Earlier this year the company submitted vilazodone for FDA approval without a gene marker. Simultaneously, the company is also conducting Phase III studies of a coronary vasodilator, stedivaze, which it picked up in its acquisition of Adenosine Therapeutics in 2008.
Helping Clinical Data on its path to becoming a full-fledged drug firm is its 2008 acquisition of Avalon Pharmaceuticals. Through that acquisition, Clinical Data gained a drug and biomarker discovery platform focused on oncology.
In reporting its financial results for the three months ended Sept. 30, the company noted several highlights in line with its stated goal to move away from genetics and become solely a pharma company.
For example, during the quarter, the company obtained Orphan Drug Designation from the US Food and Drug Administration for PRX-8066, a selective serotonin 2B (5-HT2B) receptor antagonist in Phase II development for the treatment of pulmonary arterial hypertension.

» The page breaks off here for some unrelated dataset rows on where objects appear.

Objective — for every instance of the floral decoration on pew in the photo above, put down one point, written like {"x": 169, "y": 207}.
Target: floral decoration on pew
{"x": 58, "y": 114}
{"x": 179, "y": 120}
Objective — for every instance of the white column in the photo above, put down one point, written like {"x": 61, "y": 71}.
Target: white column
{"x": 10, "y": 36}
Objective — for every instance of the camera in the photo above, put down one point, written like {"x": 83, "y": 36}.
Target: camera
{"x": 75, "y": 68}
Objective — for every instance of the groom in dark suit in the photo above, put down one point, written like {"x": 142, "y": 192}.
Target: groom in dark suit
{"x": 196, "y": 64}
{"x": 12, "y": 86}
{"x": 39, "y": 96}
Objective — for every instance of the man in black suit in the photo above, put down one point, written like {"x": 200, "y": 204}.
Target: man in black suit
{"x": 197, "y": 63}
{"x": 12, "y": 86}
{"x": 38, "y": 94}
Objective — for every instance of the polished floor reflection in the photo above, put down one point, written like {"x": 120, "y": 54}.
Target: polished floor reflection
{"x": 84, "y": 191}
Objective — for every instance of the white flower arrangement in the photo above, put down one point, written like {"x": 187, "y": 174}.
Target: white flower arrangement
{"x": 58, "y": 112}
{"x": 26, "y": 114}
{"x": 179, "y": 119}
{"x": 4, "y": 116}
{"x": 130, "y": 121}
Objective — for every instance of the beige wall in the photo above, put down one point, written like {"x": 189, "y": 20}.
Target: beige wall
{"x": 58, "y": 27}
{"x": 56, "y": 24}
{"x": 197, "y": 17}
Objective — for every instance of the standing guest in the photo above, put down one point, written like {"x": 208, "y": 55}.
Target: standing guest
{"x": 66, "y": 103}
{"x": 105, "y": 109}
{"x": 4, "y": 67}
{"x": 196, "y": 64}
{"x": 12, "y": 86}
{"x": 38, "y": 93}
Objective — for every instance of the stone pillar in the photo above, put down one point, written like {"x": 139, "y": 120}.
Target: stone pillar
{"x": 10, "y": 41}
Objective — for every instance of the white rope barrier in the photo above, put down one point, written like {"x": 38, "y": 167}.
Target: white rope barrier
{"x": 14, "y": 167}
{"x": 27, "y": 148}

Clinical Data also received two grants for $500,000 under the Internal Revenue Service's Qualifying Therapeutic Discovery Project for research and development efforts related to vilazodone and stedivaze.
FDA is slated to issue its decision on Clinical Data's NDA for vilazodone on Jan. 22, 2011.
"Our financial performance this past quarter reflects our ongoing discipline in marshalling and focusing our resources on our late-stage assets by advancing commercial preparations for vilazodone and continuing to enroll patients in our Phase III, ASPECT 1 trial for stedivaze," Clinical Data CEO Drew Fromkin said in a statement. "As always, we are opportunistic in our approach to building and leveraging our therapeutic pipeline assets, while maintaining sufficient capital to meet our corporate goals and build shareholder value."
While Clinical Data was strapped for cash before selling its Cogenics unit to Beckman Coulter last year, its financial situation has improved since then, aided by the sale of the genomics services unit, other restructuring initiatives, and money-raising efforts.
For the three months ended Sept. 30, the company's revenues increased 17 percent to $4.3 million from $3.7 million in the year-ago period. Familion test sales increased 17 percent over the prior-year quarter.
During this period, the company's revenues were boosted by a one-time, $2 million milestone payment from Santen Pharmaceuticals for the exclusive license to develop ATL313, a topical treatment for glaucoma.
Quarterly research and development expenses increased 9 percent to $9.7 million from $8.9 million in the prior-year quarter.
Sales and marketing expenses decreased 4 percent to $1.3 million from $2 million for the corresponding quarter in 2009. According to this company, this decrease in sales and marketing expenses was due to a cut in its sales force year-over-year.
Additionally, for the three months, Clinical Data reported general and administrative expenses of $5.9 million, an increase of 11 percent over the same period in 2009.
The company also announced this week that it has filed a shelf registration with the SEC to sell up to $200 million of its common stock, preferred stock, and/or debt securities from time to time
As of Sept. 30, Clinical Data held cash and cash equivalents of $47 million.